Apesar do ocorrido, o Jornal de Brasília constatou, nessa segunda-feira (23), que algumas farmácias já possuem os dois antibióticos disponíveis para compra, em regiões como Lago Norte, Sobradinho, Plano Piloto e Vila Planalto. Segundo um farmacêutico que trabalha na Área Central de Brasília e que não quis se identificar, a substância ficou em falta no local onde ele trabalha por, pelo menos, cinco dias. “Na última semana que estava muito frio, muitas pessoas vieram atrás da azitromicina e da amoxicilina. A maioria procurava os remédios para tratar sintomas gripais ou crônicos, de sinusite, por exemplo”, contou o farmacêutico.

Na rede pública de saúde, ainda há estoque de antibióticos. Existem mais de 340 mil caixas de amoxicilina em cápsula ou comprimidos de 500mg e apenas 239 unidades da amoxicilina infantil, para suspensão oral de 250mg, com frasco dosador. Existem mais de 300 mil unidades de azitromicina em comprimidos de 500mg, mas apenas 6.063 frascos da suspensão oral de 40mg. Ambas as substâncias estão na lista que aguarda por abastecimento.

A Secretaria de Saúde do DF (SES-DF) informou que possui processo de aquisição em andamento para todos os medicamentos usados pela pasta, contudo, alguns processos realmente foram interrompidos: “Alguns sofreram cancelamento da nota de empenho, em função do atraso, ou até mesmo da falta de entrega do medicamento por parte do fornecedor”, destacou.

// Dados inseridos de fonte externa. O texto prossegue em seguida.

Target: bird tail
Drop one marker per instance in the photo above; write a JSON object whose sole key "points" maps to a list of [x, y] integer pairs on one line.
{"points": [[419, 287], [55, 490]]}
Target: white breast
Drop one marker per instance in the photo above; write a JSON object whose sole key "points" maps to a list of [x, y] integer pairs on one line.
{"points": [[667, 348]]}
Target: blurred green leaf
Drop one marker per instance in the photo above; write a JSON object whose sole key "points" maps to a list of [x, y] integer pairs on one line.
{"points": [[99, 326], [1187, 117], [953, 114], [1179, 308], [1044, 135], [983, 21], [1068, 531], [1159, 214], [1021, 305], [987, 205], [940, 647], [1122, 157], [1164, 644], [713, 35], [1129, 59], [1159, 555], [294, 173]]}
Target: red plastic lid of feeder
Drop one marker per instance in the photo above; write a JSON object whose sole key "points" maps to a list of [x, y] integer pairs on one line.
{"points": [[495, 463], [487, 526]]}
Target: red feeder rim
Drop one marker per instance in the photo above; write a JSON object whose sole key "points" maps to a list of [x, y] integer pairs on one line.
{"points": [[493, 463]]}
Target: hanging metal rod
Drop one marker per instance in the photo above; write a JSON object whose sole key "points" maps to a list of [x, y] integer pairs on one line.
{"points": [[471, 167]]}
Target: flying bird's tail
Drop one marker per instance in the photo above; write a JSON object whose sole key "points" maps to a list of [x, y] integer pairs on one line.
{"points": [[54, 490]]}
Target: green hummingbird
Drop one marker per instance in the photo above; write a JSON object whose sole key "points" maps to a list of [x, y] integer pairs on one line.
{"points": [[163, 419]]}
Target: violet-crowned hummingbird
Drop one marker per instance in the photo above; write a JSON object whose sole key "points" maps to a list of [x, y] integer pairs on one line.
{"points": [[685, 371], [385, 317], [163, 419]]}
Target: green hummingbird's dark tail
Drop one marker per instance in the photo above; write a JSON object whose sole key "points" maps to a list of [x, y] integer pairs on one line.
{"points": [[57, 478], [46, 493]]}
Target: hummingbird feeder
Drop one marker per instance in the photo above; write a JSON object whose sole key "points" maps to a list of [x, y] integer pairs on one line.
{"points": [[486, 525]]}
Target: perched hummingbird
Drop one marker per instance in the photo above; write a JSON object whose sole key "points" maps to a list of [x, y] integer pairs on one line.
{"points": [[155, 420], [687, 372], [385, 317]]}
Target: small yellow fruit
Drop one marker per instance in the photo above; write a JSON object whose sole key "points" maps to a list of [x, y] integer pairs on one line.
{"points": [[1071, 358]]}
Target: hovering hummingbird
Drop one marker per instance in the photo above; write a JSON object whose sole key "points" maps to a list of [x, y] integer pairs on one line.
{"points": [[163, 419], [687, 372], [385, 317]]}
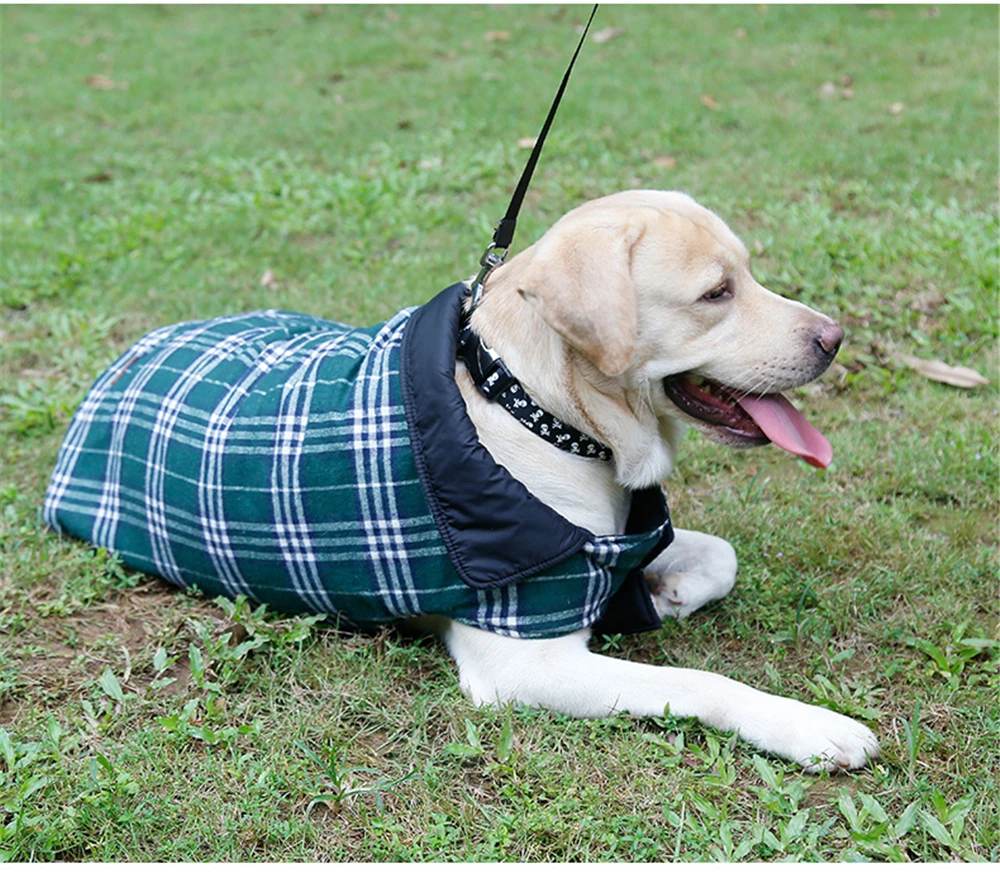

De acordo com o portal InfoSaúde, é previsto o abastecimento de medicamentos importantes como: ibuprofeno (600mg e 50mg), para dor, febre e inflamações; nitrofurantoína (100mg), que trata principalmente infecções urinárias; celecoxibe (200mg) que trata dores e inchaços; paracetamol (500mg), também para dor e febre; eritromicina (50mg), para infecções do trato respiratório. Para as crianças que enfrentam crises anafiláticas e alérgicas nessa época do ano, também está na lista de abastecimento o cloridrato de prometazina de 25mg, que tem ação rápida sob os sintomas.

Entenda

Diversos locais do país também enfrentam a falta de medicamentos, como Alagoas, Bahia, Ceará, Espírito Santo, Goiás, Mato Grosso do Sul, Minas Gerais, Pernambuco, Pará, Piauí, Rio de Janeiro, Rio Grande do Norte, Rio Grande do Sul, Santa Catarina, São Paulo, Tocantins e Sergipe. Especialistas da área farmacêutica acreditam que a guerra na Ucrânia também tenha afetado a distribuição.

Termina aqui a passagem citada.